Bayanova was bequeathed to perform for the Russian people by her father, who said that only in Russia, the homeland of her ancestors, would she feel happy. The Queen of Romance first visited Russia in 1976. Then she came back in the 1980s, when she recorded several records from the "My Songs" series. In 1986, one of A.N. Bayanova first public concerts took place in the House of Friendship with Peoples of Foreign Countries in Moscow, which immediately brought her wide fame. The 1988, the concert in Moscow at the Culture Centre named after Serafimovich was recorded and broadcast by Central Television – the prominent singer received nationwide recognition. In December 1989, Alla Bayanova was granted Russian citizenship. In 1990, a TV film "Cabaret of My Life" featuring the life of Alla Bayanova was screened.

In ten years Bayanova gave more than 1,500 concerts, posters with her photos hung all over the country.

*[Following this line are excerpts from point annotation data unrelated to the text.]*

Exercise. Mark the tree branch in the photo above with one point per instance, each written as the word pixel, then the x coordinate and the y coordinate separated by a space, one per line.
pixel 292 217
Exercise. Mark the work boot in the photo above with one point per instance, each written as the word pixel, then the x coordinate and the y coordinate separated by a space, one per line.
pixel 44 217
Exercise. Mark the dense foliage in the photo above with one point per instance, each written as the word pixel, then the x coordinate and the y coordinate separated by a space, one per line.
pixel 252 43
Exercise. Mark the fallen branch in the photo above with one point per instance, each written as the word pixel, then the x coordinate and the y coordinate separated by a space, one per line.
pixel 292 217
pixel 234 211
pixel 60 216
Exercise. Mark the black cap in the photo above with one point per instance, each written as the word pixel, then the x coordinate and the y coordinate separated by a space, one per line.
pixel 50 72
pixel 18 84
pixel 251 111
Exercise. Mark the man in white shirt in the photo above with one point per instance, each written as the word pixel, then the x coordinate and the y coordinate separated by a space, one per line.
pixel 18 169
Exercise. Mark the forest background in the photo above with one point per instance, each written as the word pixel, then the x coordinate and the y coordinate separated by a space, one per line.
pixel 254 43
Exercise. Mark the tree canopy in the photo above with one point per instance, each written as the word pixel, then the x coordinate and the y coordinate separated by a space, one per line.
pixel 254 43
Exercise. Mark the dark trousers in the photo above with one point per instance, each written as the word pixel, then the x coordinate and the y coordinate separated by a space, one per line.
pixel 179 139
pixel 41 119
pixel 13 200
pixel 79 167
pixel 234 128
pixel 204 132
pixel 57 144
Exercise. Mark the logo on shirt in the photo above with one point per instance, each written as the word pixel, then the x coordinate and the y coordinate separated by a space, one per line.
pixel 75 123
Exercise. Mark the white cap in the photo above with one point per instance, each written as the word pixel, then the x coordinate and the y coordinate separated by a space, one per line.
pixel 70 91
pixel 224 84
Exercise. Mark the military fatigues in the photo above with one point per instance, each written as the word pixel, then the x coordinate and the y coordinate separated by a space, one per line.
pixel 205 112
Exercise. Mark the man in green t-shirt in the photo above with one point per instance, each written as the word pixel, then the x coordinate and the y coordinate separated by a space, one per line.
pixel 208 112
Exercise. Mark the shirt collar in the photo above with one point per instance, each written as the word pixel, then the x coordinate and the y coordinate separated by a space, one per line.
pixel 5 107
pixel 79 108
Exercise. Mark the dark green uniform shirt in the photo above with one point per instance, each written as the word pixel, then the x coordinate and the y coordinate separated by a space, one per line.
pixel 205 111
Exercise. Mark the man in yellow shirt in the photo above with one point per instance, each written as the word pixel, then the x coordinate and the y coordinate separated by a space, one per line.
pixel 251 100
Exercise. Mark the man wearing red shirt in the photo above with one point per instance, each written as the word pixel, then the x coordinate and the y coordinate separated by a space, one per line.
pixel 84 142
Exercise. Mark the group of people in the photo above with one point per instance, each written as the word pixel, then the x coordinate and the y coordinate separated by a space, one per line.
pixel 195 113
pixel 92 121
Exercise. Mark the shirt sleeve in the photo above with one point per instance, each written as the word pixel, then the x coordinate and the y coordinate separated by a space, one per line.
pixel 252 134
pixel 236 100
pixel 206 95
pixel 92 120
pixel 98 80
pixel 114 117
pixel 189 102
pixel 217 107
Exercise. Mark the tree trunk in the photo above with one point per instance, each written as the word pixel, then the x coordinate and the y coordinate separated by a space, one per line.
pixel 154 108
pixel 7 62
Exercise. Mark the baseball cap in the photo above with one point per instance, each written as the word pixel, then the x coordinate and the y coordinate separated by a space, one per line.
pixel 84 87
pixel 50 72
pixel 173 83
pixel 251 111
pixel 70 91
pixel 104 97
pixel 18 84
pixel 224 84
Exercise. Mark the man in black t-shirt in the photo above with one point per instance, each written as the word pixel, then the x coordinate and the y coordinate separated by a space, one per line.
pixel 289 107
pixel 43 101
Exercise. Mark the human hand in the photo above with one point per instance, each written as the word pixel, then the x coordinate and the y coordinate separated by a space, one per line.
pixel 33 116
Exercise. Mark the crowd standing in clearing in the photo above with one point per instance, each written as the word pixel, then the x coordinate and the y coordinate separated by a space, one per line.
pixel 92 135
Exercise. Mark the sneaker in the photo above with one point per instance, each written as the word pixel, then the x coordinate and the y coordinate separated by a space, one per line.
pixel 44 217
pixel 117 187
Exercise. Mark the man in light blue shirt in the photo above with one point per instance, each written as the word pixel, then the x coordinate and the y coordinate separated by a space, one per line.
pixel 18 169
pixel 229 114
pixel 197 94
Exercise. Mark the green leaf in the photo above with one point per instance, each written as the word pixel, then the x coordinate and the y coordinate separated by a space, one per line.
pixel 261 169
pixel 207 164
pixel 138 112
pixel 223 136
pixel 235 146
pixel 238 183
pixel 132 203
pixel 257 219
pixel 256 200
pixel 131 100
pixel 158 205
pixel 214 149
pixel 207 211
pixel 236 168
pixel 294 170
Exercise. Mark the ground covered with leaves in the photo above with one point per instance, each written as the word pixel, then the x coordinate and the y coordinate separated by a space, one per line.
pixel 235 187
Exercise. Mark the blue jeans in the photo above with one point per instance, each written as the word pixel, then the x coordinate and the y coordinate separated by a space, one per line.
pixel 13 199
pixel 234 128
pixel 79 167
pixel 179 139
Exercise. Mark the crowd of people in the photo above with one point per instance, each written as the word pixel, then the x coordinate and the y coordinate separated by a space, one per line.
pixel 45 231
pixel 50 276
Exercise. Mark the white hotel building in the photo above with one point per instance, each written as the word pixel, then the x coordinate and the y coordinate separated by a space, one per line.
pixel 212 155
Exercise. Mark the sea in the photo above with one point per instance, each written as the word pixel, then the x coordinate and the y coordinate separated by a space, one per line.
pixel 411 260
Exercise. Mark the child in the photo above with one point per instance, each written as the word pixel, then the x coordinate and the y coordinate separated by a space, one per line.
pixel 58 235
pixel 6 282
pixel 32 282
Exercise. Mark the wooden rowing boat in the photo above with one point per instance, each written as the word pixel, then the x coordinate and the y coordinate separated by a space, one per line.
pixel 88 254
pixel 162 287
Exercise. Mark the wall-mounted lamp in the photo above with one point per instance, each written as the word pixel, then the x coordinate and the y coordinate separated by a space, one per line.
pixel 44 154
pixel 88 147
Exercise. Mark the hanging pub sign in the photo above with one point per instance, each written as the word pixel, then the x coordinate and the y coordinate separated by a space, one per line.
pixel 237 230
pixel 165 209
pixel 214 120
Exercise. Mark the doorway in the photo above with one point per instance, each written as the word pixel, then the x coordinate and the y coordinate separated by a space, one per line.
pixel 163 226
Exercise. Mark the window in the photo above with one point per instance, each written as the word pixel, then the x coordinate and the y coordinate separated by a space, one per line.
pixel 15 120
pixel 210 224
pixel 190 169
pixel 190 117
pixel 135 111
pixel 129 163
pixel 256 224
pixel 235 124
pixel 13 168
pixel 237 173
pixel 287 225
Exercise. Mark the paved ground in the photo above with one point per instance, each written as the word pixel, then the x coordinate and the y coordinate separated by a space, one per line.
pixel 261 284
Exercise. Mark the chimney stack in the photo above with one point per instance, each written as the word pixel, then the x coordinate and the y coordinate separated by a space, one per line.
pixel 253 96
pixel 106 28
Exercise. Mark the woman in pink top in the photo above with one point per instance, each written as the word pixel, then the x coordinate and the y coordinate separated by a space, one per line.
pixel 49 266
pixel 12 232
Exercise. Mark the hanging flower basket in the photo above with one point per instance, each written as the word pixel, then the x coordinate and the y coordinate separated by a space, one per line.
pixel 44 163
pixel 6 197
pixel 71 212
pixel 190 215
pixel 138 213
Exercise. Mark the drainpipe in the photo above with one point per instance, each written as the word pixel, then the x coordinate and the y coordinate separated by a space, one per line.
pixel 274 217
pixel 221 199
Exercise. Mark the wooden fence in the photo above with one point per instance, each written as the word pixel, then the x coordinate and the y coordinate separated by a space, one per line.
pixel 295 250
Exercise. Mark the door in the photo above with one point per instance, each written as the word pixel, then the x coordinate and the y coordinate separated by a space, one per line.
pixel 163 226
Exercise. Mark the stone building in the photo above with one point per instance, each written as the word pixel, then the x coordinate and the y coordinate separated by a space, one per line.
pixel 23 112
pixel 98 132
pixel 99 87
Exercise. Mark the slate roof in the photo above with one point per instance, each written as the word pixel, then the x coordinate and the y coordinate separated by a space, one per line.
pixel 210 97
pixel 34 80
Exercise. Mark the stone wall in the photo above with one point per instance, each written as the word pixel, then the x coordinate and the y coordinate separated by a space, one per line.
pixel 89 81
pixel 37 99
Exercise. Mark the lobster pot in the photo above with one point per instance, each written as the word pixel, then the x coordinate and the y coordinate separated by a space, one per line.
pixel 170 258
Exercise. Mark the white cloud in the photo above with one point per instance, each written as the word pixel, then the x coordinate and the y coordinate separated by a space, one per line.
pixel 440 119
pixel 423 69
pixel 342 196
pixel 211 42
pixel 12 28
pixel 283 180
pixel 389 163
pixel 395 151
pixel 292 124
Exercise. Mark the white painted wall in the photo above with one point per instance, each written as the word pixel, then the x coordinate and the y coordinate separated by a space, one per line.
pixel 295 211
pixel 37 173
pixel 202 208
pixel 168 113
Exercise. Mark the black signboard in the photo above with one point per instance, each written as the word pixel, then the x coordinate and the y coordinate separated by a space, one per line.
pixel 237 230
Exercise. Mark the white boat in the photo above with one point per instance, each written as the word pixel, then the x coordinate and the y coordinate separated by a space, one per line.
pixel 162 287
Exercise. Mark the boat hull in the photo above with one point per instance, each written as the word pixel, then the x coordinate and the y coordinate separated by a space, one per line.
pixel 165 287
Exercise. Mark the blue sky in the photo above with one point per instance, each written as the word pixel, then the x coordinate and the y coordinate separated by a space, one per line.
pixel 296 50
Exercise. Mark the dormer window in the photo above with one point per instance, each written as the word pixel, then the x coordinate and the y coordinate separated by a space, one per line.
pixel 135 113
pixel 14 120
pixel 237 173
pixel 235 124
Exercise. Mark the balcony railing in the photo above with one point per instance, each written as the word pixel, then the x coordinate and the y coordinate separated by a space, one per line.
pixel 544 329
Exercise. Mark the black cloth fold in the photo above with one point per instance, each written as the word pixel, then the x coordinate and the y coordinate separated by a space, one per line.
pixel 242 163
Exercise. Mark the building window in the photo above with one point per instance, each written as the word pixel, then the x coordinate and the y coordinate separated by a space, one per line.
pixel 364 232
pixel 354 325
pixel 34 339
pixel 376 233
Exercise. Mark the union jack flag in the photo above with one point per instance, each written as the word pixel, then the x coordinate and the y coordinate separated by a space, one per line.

The singer's silver voice, her unusual Russian language with light accent, and the style of her songs simply captivated the audience.

In the last years of her life, Alla Bayanova suffered a series of clinical deaths, a femoral neck fracture and peritonitis. At the same time she continued to perform. Bayanova was a person of such willpower that after barely recovering, she always returned to the stage. The artist's last solo concert took place in May 2009, when she turned 95.

The singer was been married three times and did not have children.
Alla Bayanova died on August 30, 2011 in Moscow. The cause of death was leukemia. She is buried at the Novodevichy Cemetery. Alla Nikolayevna is known, among other things, for her artistic longevity – 80 years on the stage.